2Nous avons recensé dans notre région trois cent quarante-quatre vases attiques du IVe s. av. J.-C. provenant de vingt et un sites, ce qui représente une base statistique non négligeable. La plupart de ces documents sont issus de fouilles menées depuis vingt ans sur trois sites seulement : Turó del Vent (quatre-vingt-cinq individus)1, Penya del Moro (quarante-et-un)2 et Alorda Park (soixante-deux) (Sanmartx/Santacana 1992). Soit, un total de centquatre-vingt-huit vases, ce qui représente à peu près 55 % des trois cent quarante-quatre exemplaires recensés. Toute analyse quantitative devra donc être fondée pour l’essentiel sur les données issues de ces trois gisements. Pourtant, le nombre de vases trouvés dans d’autres sites reste toujours important et cette documentation ne peut être négligée ni du point de vue quantitatif, ni surtout du point de vue typologique et iconographique.

3Le nombre d’individus a été déterminé suivant la méthode mise au point par P. et Ch. Arcelin (Arcelin 1981), puis développée par M. Py et A. Adroher (Py/Adroher 1991). Il s’agit du nombre typologique de vases, obtenu, dans le cas des fouilles non stratigraphiques, à partir de l’ensemble des fragments du IVe siècle morphologiquement significatifs (bords ou fonds). Pour les fouilles modernes on a additionné les chiffres obtenus des unités stratigraphiques – où la pondération par un est éventuellement importante – au nombre de fragments actifs des niveaux superficiels.

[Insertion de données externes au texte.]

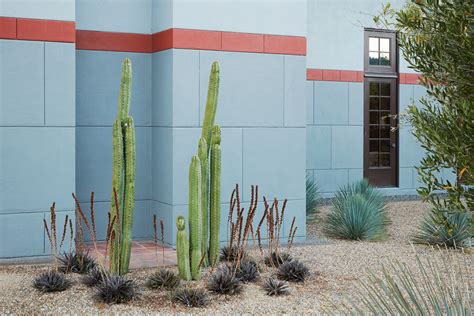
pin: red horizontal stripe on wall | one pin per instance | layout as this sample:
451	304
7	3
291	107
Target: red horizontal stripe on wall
46	30
241	42
409	78
289	45
8	28
197	39
115	42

Dernière remarque, toute notre documentation est issue de sites d’habitat – ou, ce qui revient finalement au même, de silos-, sauf une douzaine de vases qui font partie de la collection Rubio de la Serna du Musée de Barcelone et que l’on croit provenir de la nécropole de Cabrera de Mar (mais les fouilles scientifiques de ce gisement n’ont mis au jour que des tombes du IIIe ou du début du IIe s. av. J.-C.).

2. Analyse de la documentation

4Nous espérons tirer de cette documentation plusieurs informations, dont quelques unes portent intrinsèquement sur le matériel attique (proportion des vases à vernis noir et à figures rouges ; le répertoire des formes et catégories fonctionnelles, ainsi que leur importance relative ; iconographie), tandis que d’autres ont trait à la place de ce type de céramique dans des ensembles plus larges (dans l’ensemble des céramiques fines du IVe s. av. J.-C. ; dans l’ensemble des poteries d’importation) et aux agents de sa diffusion sur nos sites.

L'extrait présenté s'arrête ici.